The Basics of a Custom Search Engine

June 1, 2013

One of the most useful features of a website is the ability to search. The Loopy Ewe has had some form of faceted product search for a long time, but it has never had the ability to quickly find regular pages, categories, brands, blog posts and the like. Google seems to lead in offering custom search products with both Custom Search Engine and Site Search, but they're either branded or cost a bit of money. Instead of investing in their proprietary products, I wanted to try to create a simple search engine for our needs which took advantage of my previous work in implementing existing open standards.

Introduction

In my mind, there are four basic processes when creating a search engine:

Discovery - finding the documents that are worthy of indexing. This step was fairly easy since I had already setup a sitemap for the site. Internally, the feature bundles of the site are responsible for generating their own sitemap (e.g. blog posts, regular content pages, photo galleries, products, product groups) and sitemap.xml just advertises them. So, for our purposes, the discovery step just involves reviewing those sitemaps to find the links.

Parsing - understanding the documents to know what content is significant. Given my previous work of implementing structured data on the site and creating internal tools for reviewing the results, parsing becomes a very simple task.

The next two processes are more what I want to focus on here:

Indexing - ensuring the documents are accessible via search queries.
Maintenance - keeping the documents updated when they are updated or removed.

Indexing

We were already using elasticsearch, so I was hoping to use it for full-text searching as well. I decided to maintain two types in the search index.
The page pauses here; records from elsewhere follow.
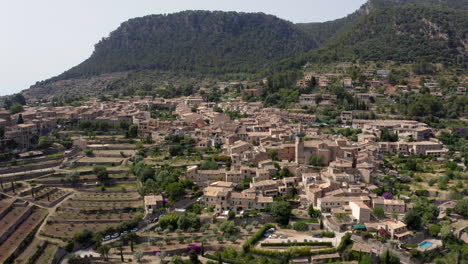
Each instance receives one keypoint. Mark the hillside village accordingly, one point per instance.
(148, 178)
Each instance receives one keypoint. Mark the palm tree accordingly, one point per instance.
(133, 238)
(104, 251)
(138, 255)
(119, 246)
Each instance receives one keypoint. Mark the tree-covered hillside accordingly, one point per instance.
(407, 33)
(196, 41)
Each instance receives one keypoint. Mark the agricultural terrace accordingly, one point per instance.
(21, 233)
(94, 211)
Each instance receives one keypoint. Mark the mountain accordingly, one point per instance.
(203, 43)
(195, 41)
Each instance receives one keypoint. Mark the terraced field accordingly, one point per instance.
(95, 211)
(20, 233)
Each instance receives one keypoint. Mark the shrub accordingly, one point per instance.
(256, 237)
(300, 226)
(295, 244)
(328, 234)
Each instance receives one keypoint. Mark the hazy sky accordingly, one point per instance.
(43, 38)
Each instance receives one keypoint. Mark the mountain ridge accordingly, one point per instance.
(218, 43)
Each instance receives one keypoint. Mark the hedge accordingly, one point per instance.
(293, 252)
(293, 244)
(345, 240)
(224, 260)
(256, 237)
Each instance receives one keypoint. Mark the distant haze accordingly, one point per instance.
(41, 39)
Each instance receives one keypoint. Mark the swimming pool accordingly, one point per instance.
(425, 244)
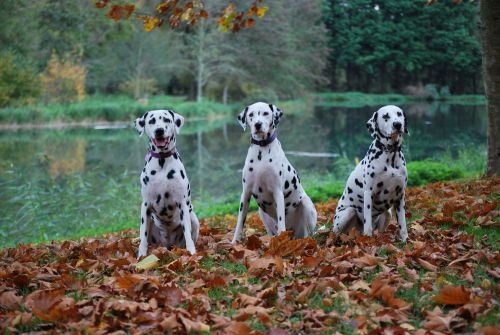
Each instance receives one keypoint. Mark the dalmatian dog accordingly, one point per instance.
(378, 182)
(270, 179)
(167, 216)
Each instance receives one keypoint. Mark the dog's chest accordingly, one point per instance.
(166, 188)
(267, 170)
(388, 186)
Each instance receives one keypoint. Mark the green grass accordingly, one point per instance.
(110, 204)
(123, 108)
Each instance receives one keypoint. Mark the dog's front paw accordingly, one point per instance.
(404, 235)
(368, 231)
(143, 251)
(191, 249)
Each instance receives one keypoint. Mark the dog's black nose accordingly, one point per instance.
(159, 132)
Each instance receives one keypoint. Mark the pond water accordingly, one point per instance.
(64, 183)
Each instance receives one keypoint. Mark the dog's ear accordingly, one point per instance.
(242, 118)
(139, 123)
(178, 121)
(406, 123)
(277, 114)
(372, 125)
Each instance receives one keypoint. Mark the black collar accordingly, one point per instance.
(267, 141)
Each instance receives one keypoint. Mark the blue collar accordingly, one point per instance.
(267, 141)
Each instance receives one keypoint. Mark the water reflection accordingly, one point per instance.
(213, 154)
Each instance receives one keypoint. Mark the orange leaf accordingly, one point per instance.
(426, 265)
(452, 295)
(282, 245)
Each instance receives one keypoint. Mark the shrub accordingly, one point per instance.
(18, 83)
(63, 81)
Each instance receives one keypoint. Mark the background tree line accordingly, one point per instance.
(49, 47)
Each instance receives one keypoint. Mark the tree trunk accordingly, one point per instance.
(490, 38)
(224, 94)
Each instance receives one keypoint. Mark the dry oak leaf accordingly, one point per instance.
(426, 265)
(10, 300)
(50, 305)
(282, 245)
(437, 322)
(380, 289)
(260, 264)
(194, 326)
(246, 300)
(490, 330)
(366, 260)
(237, 328)
(452, 295)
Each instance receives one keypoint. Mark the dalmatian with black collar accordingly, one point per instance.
(378, 182)
(167, 216)
(271, 179)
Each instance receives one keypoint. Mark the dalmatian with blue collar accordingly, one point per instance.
(167, 216)
(270, 179)
(378, 182)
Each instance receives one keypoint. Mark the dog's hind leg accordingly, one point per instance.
(303, 221)
(186, 228)
(270, 224)
(383, 221)
(195, 226)
(400, 216)
(242, 215)
(345, 220)
(145, 229)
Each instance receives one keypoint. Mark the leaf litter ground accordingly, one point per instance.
(444, 280)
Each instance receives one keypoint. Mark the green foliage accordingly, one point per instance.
(383, 46)
(19, 82)
(424, 172)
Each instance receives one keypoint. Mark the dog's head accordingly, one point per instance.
(262, 118)
(388, 124)
(160, 126)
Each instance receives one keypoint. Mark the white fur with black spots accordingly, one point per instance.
(269, 177)
(379, 181)
(167, 216)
Discovered Documents (`resource`)

The resource type has all our indexed URLs and a cache of their contents. Since we're not going to be searching it directly, it's more of a basic key-based storage based on the URL. The mapping looks something like:

{ "_id" : {
      "type" : "string" },
  "url" : {
      "type" : "string",
      "index" : "no" },
  "response_status" : {
      "type" : "string",
      "index" : "no" },
  "response_headers" : {
      "properties" : {
          "key" : {
              "type" : "string",
              "index" : "no" },
          "value" : {
              "type" : "string",
              "index" : "no" } } },
  "response_content" : {
      "type" : "string",
      "index" : "no" },
  "date_retrieved" : {
      "type" : "date",
      "format" : "yyyy-MM-dd HH:mm:ss" },
  "date_expires" : {
      "type" : "date",
      "format" : "yyyy-MM-dd HH:mm:ss" } }

The _id is simply a hash of the actual URL and used elsewhere. Whenever the discovery process finds a new URL, it creates a new record and queues a task to download the document. The initial record looks like:

{ "_id" : "b48d426138096d66bfaa4ac9dcbc4cb6",
  "url" : "/local/fling/spring-fling-2013/",
  "date_expires" : "2001-01-01 00:00:00" }

Then the download task is responsible for:

Receiving a URL to download;
Finding the current resource record;
Validating it against robots.txt;
Sending a new request for the URL (respecting ETag and Last-Modified headers);
Updating the resource record with the response and new date_* values;
And, if the document has changed, queueing a task to parse the resource.

By default, if an Expires response header isn't provided, I set the date_expires field to several days in the future. The field is used to find stale documents later on.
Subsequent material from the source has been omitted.